According to an announcement today, MTV has teamed up with MySpace and a company called Auditude to do exactly that (I mean sell ads next to copyright-infringing videos, not legalize prostitution and marijuana use). Theoretically, that means the network — and MySpace — could benefit any time someone uploads a clip from The Colbert Report or South Park or a music video, based on the advertising that Auditude inserts into the clip. As the LA Times story notes, YouTube rolled out similar technology earlier this year, giving copyright holders the option of monetizing their content rather than removing it. And some are taking that offer.

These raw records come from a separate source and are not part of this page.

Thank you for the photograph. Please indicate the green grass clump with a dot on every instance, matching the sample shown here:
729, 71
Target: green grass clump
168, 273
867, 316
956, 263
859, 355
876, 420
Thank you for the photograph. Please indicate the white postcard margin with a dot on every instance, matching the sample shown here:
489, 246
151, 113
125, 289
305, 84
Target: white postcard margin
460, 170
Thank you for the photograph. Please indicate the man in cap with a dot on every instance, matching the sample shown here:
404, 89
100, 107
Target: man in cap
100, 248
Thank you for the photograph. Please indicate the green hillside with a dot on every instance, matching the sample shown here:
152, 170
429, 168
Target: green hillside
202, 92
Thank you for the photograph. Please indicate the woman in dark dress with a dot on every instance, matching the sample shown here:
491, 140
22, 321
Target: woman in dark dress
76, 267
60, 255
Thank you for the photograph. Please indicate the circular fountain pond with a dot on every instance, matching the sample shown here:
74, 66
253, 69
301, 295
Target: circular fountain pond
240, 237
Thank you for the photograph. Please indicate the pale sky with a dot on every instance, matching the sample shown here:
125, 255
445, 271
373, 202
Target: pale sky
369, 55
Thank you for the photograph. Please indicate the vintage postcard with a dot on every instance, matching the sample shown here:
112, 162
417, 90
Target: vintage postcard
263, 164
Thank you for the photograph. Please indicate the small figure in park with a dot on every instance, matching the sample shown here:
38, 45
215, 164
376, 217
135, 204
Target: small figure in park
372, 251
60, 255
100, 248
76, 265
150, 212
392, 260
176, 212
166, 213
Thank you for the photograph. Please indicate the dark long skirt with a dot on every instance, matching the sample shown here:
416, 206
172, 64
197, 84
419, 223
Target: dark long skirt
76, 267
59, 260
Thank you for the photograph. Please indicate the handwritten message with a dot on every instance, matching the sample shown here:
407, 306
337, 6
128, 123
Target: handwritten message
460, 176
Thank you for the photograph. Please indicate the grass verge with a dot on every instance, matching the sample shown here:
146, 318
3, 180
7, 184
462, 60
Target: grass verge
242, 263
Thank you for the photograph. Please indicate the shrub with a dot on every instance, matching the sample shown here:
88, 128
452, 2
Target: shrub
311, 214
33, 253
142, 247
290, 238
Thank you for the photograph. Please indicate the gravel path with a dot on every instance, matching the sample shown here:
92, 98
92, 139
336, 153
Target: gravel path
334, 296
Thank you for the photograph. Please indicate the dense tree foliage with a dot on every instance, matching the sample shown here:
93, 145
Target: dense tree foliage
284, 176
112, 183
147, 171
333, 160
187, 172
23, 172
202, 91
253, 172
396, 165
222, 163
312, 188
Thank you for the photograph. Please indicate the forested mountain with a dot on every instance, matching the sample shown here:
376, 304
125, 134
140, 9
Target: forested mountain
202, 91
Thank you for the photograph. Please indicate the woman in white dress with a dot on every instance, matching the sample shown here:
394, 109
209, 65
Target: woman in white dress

As more than one person has noted, the approach that MTV Networks is taking seems a little ironic, given that its parent company Viacom is still suing Google for $1-billion in a long-running copyright infringement case. Will that kind of lawsuit go away, as more content providers try to monetize their content wherever it appears, rather than suing to have it taken down? I hope so. What if Auditude or YouTube offered its identification technology as an open API, so that video clips posted by people like me could include ads? I think that would be a great solution. Bring it on.